The present case was typical with respect to histological, immunohistochemical and ultrastructural features. Although the tumor cells expressed abundant GFAP, select cells expressed neuronal markers synaptophysin and neurofilament. The significance of this seemingly ambivalent bi-phenotypic expression pattern is unknown although some have suggested this as evidence that PXAs may be neuroglial in nature (2,3).
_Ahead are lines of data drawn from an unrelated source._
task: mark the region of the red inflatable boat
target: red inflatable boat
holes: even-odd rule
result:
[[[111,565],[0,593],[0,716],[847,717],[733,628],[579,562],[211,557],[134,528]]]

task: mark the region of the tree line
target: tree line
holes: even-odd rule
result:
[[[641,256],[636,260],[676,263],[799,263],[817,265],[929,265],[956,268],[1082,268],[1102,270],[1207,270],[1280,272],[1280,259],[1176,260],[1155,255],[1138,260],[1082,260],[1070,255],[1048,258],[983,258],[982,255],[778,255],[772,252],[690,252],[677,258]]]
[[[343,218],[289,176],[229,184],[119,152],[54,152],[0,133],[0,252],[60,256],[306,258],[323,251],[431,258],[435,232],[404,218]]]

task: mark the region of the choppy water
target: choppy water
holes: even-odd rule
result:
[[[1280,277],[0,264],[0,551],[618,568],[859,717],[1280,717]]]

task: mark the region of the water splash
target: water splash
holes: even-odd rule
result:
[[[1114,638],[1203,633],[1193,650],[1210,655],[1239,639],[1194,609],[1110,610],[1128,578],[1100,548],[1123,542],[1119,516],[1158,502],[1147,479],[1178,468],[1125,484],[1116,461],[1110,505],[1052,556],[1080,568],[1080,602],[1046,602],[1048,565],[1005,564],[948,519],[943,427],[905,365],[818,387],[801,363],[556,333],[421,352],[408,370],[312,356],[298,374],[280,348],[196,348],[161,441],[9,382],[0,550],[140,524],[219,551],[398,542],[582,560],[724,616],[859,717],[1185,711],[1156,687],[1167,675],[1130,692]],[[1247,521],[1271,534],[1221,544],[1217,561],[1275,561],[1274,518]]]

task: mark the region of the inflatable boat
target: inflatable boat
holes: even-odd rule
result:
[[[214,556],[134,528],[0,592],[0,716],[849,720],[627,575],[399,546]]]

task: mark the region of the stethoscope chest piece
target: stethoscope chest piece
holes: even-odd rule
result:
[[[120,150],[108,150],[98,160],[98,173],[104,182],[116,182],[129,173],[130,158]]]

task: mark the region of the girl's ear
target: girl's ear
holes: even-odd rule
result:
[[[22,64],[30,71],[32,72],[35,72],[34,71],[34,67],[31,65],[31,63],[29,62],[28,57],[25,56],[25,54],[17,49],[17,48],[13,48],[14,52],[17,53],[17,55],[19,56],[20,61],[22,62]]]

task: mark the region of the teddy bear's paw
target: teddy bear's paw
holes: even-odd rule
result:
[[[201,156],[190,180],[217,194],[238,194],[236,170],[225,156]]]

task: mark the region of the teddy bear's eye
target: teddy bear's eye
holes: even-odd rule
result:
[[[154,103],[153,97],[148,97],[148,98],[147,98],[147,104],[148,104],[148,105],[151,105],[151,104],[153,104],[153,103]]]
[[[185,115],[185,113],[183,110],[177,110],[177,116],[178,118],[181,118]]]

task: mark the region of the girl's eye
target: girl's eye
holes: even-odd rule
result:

The feature of particular interest in the present case was the presence of melanin. Examples of pigmented primary tumors are well documented with pigments including neuromelanin, melanin and lipofuscin. Five melanotic astrocytic tumors have been previously reported. Of these five tumors; two were PXAs, one had PXA-like features, one was a ganglioglioma with PXA as the astrocytic component and one was a pilocytic astrocytoma (4,5,7,8,9). In the present case, Masson-Fontana preparations and ultrastructural examination confirmed the pigment to be melanosomal melanin. Of the five previously reported melanotic tumors, all but the pilocytic astrocytoma, were also found to contain melanosomal melanin as their pigment (5,7).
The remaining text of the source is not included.